Comrade Corbyn Gains New Ally in Russian Ambassador to Britain

Matt Cardy/Getty Images
Matt Cardy/Getty

Russia’s ambassador to Britain has launched a verbal assault on the Conservative Party for attacking Labour’s new leader, Jeremy Corbyn following his election to the post. The ambassador praised Corbyn’s foreign policy stance, and called his recent rise to power a “radical breakthrough in British politics.”

In the 10 days since his election Jeremy Corbyn has come under fire from a wide variety of people, including the media, the DUP, and even his own party members. But it seems the proudly socialist Labour leader has found one ally – in Alexander Vladimirovich Yakovenko, Russia’s ambassador to Britain.

In an extraordinary breach of diplomatic protocol, Mr Yakovenko cheered on Mr Corbyn’s election, slamming the Conservatives for what he called “flagrant” opposition to the “democratic process” in criticising the result of Labour’s leadership election.

Speaking to the Russian television station Rossiya TV, Mr Yakovenko remarked “It is difficult to overestimate the significance of Jeremy Corbyn being elected by an overwhelming, mostly young people’s majority, the new leader of the Labour party and, thus, leader of the official parliamentary opposition.

“This is nothing short of a radical breakthrough in British politics of the last 30 years, which have never stepped beyond the so-called Thatcherist neo-liberal consensus of the establishment.”

Since the end of the cold war, Mr Yakovenko believes that British politics had been characterised by the “absence of pluralism,” a state which suited the establishment as it allowed it to enact austerity politics, despite offering “no solution to the crisis.”

“The post-war ‘social contract’, which aimed to build a social economy or what one might call capitalism with a human face, has been practically scrapped,” he said.

On foreign policy too, Mr Yakovenko said that the elite had indulged in “self-destructive power politics,” the failure of which was now playing out in the migration crisis. The only surprise, he said, is “how long the elites have been able to contain political discourse within this framework to their own advantage.”

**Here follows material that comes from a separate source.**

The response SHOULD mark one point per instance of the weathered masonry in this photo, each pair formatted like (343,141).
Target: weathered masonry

Senior Tory sources have warned that Corbyn’s positions on foreign policy and the military would “weaken” Britain, but Mr Yakovenko lavished praise on Mr Corbyn, whom he sees as an antidote to the neoliberal consensus, saying: “Naturally, the austerity policy has been challenged first off. Equally, full display is now given to alternatives in foreign and defence policy reflecting the views of Jeremy Corbyn, which he has been open about and, quite naturally, made part of his democratic mandate.

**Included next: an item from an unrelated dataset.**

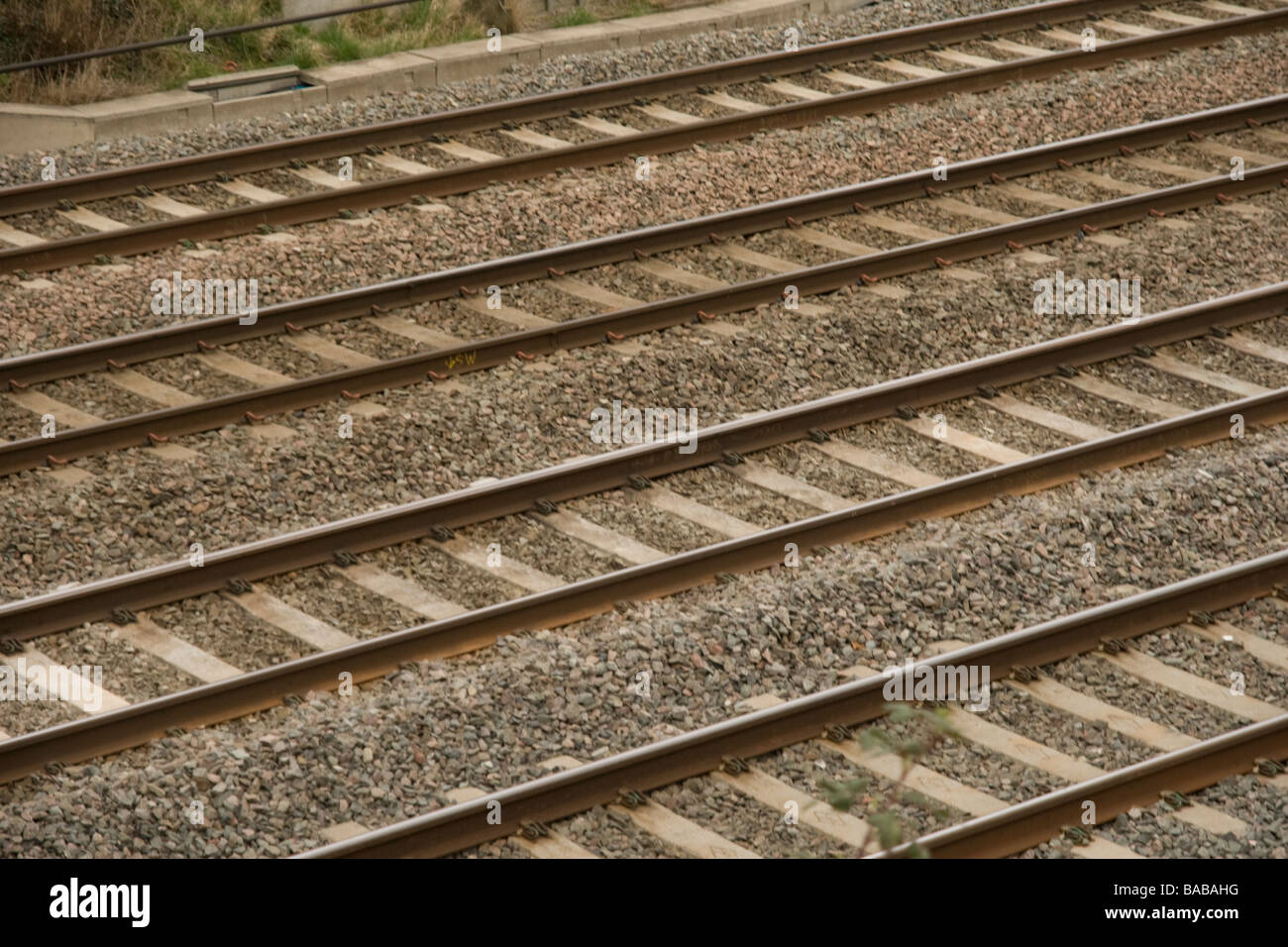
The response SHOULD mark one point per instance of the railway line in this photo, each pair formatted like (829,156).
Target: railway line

“Those include opposition to military interventions of the West, support for the UK’s nuclear disarmament, conviction that NATO has outstayed its raison d’etre with the end of the Cold War, just to name a few.”

He then turned his attention to the Conservative Party’s reaction to Corbyn’s election. In the days following the Labour result, Mr Cameron said: “The Labour Party is now a threat to our national security, our economic security and your family’s security.”

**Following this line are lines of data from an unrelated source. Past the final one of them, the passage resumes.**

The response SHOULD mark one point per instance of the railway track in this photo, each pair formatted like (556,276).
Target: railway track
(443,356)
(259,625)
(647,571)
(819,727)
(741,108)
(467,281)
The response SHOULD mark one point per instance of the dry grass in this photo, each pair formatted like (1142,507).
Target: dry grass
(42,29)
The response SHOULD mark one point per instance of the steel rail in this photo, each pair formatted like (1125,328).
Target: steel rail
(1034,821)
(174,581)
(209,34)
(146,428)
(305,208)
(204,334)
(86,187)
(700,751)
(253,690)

Those comments have since been echoed by Michael Fallon, the Defence Secretary, and a series of former military commanders.

“David Cameron said on Twitter that Jeremy Corbyn posed a threat to Britain’s national security, economic security and the security of just about every British family,” Mr Yakovenko’s verdict: “these messages constitute … [a] flagrant approach to the results of an absolutely democratic process

The comments constitute a rare attack on a national leader by a foreign ambassador, but Mr Yakovenko made no secret of where he stands, concluding: “I agree with those political observers, who believe that this country in on the verge of a historic shift, which is imminent not only in Britain, but in the West as a whole.

“Essentially, this is a result of moral and intellectual decline of political elites, who in deed, if not in word, have drawn the wrong ‘end of history’ conclusions from the end of the Cold War: there are no alternatives to neo-liberal policies, ‘the market will sort it all out automatically’, etc.”